Since the unveiling of ChatGPT in 2022, executives have been flocking to include GenAI in their portfolios, looking for novel ways to revolutionize their most complex and labor-intensive processes using the troves of proprietary data they have collected for their organizations. Why? GenAI has shown tremendous potential to improve productivity and reduce costs, and has demonstrated its ability to excel in diverse applications like translation, classification, creative writing, and code generation—capabilities that previously demanded specialized, task-specific models developed by expert engineers using domain-specific data.1
According to a research paper published by scientists and engineers from OpenAI and the University of Pennsylvania, knowledge workers involved in routine and repetitive tasks are at a higher risk of technology-driven displacement, a phenomenon known as routine-biased technological change.1 The paper’s findings showed that automation technologies have resulted in increased wage inequality in the US, driven by relative wage declines for workers dedicated to handling routine tasks.1
So, how does one get upskilled in the new automation technologies, specifically GenAI technologies?
This blog series intends to lower the threshold for acquiring foundational GenAI skills for a diverse audience, including engineers, architects, data scientists, and business leaders across industry verticals. The primary goal of the series is to encourage sensible, tangible, practical experimentation with GenAI.

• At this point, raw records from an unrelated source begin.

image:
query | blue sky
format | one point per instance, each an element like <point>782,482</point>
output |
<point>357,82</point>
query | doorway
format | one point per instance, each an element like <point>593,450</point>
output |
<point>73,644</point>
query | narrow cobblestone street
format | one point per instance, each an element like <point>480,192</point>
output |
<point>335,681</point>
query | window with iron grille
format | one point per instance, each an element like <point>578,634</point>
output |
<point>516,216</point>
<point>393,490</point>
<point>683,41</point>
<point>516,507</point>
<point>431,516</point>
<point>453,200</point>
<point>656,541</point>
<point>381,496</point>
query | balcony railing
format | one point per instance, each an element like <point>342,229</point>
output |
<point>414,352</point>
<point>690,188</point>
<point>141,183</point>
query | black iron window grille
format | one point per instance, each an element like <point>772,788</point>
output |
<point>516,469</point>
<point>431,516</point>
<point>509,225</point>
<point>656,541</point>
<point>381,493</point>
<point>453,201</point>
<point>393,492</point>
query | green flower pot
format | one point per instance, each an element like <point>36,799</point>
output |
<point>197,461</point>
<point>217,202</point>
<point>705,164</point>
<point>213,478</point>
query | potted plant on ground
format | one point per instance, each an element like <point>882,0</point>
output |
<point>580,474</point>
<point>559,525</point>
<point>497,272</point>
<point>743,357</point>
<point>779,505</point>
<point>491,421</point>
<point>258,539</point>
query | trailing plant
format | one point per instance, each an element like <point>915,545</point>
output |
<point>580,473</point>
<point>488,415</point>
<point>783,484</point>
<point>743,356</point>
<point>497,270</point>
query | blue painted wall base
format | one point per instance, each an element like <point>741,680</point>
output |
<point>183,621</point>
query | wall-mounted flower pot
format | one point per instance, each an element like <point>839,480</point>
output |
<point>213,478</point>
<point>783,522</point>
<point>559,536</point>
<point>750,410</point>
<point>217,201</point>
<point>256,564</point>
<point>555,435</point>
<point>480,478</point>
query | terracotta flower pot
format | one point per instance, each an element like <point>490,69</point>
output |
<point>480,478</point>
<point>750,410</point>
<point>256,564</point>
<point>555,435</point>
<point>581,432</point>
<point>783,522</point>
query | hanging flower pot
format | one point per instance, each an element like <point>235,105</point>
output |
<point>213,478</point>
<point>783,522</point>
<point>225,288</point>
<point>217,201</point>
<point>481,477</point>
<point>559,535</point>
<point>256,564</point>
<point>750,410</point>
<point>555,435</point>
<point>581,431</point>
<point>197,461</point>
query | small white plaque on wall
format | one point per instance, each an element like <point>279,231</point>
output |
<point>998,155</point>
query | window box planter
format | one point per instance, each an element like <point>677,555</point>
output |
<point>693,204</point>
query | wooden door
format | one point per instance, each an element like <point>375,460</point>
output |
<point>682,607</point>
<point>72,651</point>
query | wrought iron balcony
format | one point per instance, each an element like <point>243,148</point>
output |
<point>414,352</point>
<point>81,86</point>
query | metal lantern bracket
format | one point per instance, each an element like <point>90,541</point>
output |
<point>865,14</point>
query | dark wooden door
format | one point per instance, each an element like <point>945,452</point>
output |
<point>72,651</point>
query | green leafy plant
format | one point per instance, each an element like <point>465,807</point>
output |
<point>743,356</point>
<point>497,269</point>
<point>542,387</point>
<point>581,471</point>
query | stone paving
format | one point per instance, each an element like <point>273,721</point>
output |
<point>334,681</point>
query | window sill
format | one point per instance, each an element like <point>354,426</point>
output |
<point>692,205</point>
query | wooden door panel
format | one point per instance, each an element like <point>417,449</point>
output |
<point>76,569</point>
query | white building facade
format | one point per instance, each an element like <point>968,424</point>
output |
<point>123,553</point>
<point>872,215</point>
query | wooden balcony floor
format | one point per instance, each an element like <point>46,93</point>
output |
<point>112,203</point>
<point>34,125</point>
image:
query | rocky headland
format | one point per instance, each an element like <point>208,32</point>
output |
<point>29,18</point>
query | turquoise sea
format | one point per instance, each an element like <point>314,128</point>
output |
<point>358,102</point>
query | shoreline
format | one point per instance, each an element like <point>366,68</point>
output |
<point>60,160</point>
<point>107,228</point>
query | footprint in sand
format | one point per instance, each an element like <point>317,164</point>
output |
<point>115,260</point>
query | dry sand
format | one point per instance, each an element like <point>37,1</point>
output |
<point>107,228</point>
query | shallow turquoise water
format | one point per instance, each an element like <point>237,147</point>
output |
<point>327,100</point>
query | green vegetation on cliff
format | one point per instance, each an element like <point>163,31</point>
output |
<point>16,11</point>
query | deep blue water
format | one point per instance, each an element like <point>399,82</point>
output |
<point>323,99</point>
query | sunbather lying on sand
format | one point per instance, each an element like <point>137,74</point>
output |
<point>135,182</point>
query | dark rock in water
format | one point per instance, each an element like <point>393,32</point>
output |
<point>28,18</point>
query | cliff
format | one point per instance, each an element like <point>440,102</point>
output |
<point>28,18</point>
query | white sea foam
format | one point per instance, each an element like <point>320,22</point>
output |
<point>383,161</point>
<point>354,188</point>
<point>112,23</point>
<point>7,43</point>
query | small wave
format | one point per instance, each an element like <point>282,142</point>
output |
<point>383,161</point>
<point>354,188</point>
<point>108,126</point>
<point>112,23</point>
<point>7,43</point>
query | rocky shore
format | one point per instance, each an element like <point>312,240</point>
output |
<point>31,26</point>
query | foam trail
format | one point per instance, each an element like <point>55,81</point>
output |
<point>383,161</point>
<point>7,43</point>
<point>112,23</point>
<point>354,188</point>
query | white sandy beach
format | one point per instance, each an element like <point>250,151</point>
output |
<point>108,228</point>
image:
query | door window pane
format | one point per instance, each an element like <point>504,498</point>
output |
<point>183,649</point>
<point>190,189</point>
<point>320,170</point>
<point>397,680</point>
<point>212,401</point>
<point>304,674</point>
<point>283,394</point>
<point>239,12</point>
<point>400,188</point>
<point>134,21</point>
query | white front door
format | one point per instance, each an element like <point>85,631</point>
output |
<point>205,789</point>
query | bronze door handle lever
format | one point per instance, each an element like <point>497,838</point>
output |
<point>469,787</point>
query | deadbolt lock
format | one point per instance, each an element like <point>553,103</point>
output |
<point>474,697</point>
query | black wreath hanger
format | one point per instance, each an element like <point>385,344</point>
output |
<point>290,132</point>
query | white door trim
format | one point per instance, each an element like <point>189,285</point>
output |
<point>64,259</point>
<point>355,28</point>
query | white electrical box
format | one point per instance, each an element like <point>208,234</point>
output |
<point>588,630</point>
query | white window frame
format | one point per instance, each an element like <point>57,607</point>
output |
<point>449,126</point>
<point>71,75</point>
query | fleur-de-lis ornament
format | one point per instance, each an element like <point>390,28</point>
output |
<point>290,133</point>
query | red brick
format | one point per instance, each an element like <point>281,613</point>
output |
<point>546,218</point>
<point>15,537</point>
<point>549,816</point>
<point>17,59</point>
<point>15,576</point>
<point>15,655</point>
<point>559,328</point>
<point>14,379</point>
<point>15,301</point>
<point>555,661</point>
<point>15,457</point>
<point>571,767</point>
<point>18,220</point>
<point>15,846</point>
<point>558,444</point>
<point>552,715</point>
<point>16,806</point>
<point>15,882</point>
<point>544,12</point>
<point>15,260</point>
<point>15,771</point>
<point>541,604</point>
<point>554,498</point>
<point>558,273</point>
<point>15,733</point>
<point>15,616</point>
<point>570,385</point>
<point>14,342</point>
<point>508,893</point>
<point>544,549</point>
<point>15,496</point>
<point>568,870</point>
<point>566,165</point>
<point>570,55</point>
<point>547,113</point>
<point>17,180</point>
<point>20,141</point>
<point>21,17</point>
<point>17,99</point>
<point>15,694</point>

This blog series will help teams adapt their platforms to new AI use cases. It will encourage business leaders to explore the realm of machine learning and to consider how GenAI can be used to understand, analyze, and solve critical business problems and streamline processes. It will also help engineers identify which skills to learn to stay competitive in a new market.
What is GenAI? Let us look at a few definitions first.
Generative AI (GenAI)
Generative AI is a subsection of AI that is trained on a vast array of heterogeneous data. It learns the underlying patterns and distributions within the data and uses that information to answer questions (usually in response to user prompts) and generate content, in the form of text, visual imagery or videos. It is considered an evolution of deep learning (DL), a subfield within machine learning (ML). ChatGPT (Generative Pre-trained Transformer), released by OpenAI in November 2022, is a web application that uses Gen AI at its simplest level. GenAI can be considered a subdomain of Deep Learning (DL) that builds on the foundation of DL and Machine Learning (ML) by combining principles from both (Fig 1).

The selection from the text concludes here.